On February 27, 2018, the U.S. Supreme Court remanded a case to the U.S. Court of Appeals for the Ninth Circuit that challenges the government’s authority to hold an alien in detention indefinitely without a bond hearing. The Court said that certain aliens may be held in detention indefinitely while proceedings are pending, and that periodic bond hearings are not required. In this case, the Supreme Court was asked to interpret several provisions of U.S. immigration law that authorize the government to detain aliens in the course of immigration proceedings.
The Court said that because the Ninth Circuit “erroneously concluded that periodic bond hearings are required under the immigration provisions at issue here, it had no occasion to consider respondents’ constitutional arguments on their merits. Consistent with our role as ‘a court of review, not of first view,’ … we do not reach those arguments. Instead, we remand the case to the Court of Appeals to consider them in the first instance.” The Court also noted several additional issues for the Ninth Circuit to address, such as whether respondents could continue litigating their claims as a class and whether the Court of Appeals continues to have jurisdiction.

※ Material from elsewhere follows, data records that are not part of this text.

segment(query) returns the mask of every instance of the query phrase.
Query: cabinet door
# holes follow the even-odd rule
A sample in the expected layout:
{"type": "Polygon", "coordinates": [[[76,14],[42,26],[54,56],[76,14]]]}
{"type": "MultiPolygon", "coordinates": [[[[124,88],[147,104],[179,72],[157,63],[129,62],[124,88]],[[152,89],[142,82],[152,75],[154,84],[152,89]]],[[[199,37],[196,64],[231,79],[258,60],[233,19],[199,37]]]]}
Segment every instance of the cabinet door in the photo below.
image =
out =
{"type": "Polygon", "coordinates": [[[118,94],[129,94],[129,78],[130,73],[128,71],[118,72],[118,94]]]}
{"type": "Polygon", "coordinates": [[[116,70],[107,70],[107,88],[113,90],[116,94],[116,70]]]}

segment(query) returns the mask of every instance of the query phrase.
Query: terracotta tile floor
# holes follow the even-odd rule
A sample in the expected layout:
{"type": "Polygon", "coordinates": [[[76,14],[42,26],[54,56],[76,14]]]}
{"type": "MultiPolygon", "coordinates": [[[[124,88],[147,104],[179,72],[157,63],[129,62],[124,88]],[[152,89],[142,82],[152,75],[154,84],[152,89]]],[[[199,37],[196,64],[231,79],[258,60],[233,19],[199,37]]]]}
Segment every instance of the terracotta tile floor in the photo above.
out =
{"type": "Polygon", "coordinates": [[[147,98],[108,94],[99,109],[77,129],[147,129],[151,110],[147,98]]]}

The Court observed that all parties appeared to agree that the text of the provisions at issue, when read most naturally, did not give detained aliens the right to periodic bond hearings during the course of their detention. “But by relying on the constitutional avoidance canon of statutory interpretation, the Court of Appeals for the Ninth Circuit held that detained aliens have a statutory right to periodic bond hearings under the provisions at issue,” the Court noted, concluding that “[i]mmigration officials are authorized to detain certain aliens in the course of immigration proceedings while they determine whether those aliens may be lawfully present in the country.”
Justice Breyer dissented, saying he would find it alarming “to believe that Congress wrote these statutory words in order to put thousands of individuals at risk of lengthy confinement all within the United States but all without hope of bail. I would read the statutory words as consistent with, indeed as requiring protection of, the basic right to seek bail.” He said, among other things, that given the “serious constitutional problem” of prolonged detention of noncitizens, he “would interpret the statutory provisions before us as authorizing bail.” He referred to the Declaration of Independence, which states that all have certain rights, among them the right to liberty, and that the Constitution’s Due Process Clause “protects each person’s liberty from arbitrary deprivation.” He also noted that for a long time, “liberty has included the right of a confined person to seek release on bail.” Justice Breyer said, “No one can claim, nor since the time of slavery has anyone to my knowledge successfully claimed, that persons held within the United States are totally without constitutional protection.”